Liberty Spring Place is a campus we planted 2 years ago in a local mobile home park that resembles many of the mission trips I have taken into 3rd world contexts. There are approximately 110 mobile home units that house a pocket of our population that is presented with the manifold challenges of poverty – drug abuse, domestic abuse, transportation issues, neglect, malnutriton, low education, and a dire lack of simple, workable, effective life skills. Liberty Spring Place began as a tent on a corner lot that turned into an invitation from the community for us to plant a permanent site there. The results have been incredible as Campus Pastor Mark Seay and our Spring Place team has made a major connection with the community and has partnered with other organizations to bring much needed services into the area. It really is a great story and a prime example of the difference the gospel makes when the gospel is proclaimed and applied.
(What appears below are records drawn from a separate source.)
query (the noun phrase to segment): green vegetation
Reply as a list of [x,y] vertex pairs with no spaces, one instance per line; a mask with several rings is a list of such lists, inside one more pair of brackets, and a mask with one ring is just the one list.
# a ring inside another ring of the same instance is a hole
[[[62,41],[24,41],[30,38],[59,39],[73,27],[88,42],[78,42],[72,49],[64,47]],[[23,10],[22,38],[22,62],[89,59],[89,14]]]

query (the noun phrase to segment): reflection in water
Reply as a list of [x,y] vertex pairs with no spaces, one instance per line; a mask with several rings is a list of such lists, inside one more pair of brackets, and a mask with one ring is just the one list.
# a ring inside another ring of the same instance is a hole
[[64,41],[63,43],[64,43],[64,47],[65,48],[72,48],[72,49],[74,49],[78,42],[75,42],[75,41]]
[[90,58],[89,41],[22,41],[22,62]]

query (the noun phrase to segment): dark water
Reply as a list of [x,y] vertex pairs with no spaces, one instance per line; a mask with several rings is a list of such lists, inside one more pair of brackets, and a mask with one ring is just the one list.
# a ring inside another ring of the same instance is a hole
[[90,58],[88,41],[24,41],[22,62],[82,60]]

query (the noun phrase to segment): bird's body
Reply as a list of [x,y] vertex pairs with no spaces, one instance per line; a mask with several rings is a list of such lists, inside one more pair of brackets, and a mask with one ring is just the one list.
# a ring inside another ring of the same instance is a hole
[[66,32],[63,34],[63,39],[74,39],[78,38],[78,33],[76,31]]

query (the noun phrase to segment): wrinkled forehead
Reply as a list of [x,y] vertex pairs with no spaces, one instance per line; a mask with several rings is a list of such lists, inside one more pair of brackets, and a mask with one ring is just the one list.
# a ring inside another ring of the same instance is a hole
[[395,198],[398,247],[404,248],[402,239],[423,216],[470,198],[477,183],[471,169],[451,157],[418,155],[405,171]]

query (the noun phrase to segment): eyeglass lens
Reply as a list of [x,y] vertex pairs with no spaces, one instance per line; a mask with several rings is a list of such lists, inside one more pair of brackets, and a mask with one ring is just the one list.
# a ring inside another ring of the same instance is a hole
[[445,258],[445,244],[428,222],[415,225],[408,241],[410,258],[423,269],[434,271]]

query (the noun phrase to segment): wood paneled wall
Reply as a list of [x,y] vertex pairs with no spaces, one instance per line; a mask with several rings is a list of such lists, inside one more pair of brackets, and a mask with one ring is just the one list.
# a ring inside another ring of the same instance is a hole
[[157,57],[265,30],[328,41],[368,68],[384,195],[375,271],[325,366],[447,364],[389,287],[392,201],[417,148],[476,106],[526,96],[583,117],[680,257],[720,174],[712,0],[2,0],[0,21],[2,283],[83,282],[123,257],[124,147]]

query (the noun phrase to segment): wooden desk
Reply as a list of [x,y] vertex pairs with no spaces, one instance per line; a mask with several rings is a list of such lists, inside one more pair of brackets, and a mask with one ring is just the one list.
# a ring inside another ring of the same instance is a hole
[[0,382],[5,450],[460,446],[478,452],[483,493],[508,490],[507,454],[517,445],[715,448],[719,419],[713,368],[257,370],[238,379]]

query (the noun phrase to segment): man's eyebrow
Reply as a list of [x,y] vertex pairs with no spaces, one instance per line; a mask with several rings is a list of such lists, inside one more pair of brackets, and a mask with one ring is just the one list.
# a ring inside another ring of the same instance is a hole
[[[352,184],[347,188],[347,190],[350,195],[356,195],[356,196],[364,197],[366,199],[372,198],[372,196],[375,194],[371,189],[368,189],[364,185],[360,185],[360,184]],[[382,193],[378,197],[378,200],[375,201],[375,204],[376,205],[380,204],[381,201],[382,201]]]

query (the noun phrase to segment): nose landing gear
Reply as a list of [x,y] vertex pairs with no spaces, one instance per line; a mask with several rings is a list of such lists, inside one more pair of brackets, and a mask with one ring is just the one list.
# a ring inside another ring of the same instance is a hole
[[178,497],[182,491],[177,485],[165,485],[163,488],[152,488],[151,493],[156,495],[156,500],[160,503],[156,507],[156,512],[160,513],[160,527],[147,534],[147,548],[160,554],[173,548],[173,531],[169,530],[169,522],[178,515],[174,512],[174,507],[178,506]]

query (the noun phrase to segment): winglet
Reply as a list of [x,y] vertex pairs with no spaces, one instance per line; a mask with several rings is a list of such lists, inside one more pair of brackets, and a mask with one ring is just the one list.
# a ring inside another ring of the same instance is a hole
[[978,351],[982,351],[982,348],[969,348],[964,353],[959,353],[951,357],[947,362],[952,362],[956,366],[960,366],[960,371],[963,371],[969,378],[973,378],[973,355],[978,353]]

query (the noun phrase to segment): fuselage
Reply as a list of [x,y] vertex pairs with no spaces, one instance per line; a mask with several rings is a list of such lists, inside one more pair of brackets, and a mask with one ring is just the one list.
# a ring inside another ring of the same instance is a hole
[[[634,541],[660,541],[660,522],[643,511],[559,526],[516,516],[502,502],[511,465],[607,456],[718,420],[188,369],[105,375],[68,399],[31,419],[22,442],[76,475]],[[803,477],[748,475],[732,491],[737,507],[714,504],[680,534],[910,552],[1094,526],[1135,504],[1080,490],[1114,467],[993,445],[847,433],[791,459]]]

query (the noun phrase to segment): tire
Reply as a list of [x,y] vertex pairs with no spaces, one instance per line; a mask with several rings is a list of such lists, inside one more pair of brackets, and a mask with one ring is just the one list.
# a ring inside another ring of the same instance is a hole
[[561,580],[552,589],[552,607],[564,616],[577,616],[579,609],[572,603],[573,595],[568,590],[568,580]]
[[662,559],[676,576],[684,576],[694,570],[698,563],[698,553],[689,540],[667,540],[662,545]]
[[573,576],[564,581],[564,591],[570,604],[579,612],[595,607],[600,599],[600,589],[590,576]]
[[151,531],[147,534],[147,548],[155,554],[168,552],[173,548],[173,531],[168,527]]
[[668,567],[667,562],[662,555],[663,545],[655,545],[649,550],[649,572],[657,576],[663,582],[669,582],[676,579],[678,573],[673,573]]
Last night was our Christmas dinner at Liberty Spring Place. 10 of our football players joined me to attend the event and act as servers. They served plates of food, interacted with the kids, and at the end of the evening they walked several kids home. As they walked down the dusty streets each player carried enough groceries so that the children would have food to eat during their Christmas break as many of them rely on the public schools system to serve them breakfast and lunch. The sacks of groceries were provided by our local Community of Hope. The muscle was provided by CHS Lions football.

As I was taking one of our players home he said to me, “I like your church. You guys do a lot to rescue people.” That meant the world to me as a pastor to have a 16 year old Junior tailback say those words about the people God has called me to pastor. Little did he know that written on the walls of our building are the words, “Rescue People. Show Them What We Do. Send Them Out to Do What We do.” That is the mission of Liberty and he expressed it – not by reading the wall, but by reading our people!

 

Every church needs a definitive mission statement that is clear and motivating. Liberty’s is clearly presented in the foyer of the new church facility on Highway 76. SCOTT BARKLEY/Index

Liberty does a lot to rescue people. We have an amazing Celebrate Recovery program that meets on two campuses. Once a month, soon twice a month in two locations, we partner with Hope for the Hungry to provide meals for those in need. At our most recent Hope for the Hungry the demand was so great that we had to turn the sanctuary into a waiting room for those needing a meal. While a lot of church’s are planting campuses in developing affluent communities, Liberty’s last two campuses were planted in the home of a declining/dying congregation and a trailer park. I love the heart of God’s people at Liberty.

So there was our stud tailback – 220, 4.6/40, full of muscle and hopes of earning a college scholarship next year hauling groceries, watching people in a church saying it as well as it could be stated, “That’s what Jesus told the church to do, help people.” That’s right #27!

I love my church. I love serving student athletes. I love it when worlds collide! Way to go Liberty crew! Thanks Lions! Let’s keep RESCUING PEOPLE in Jesus’ name!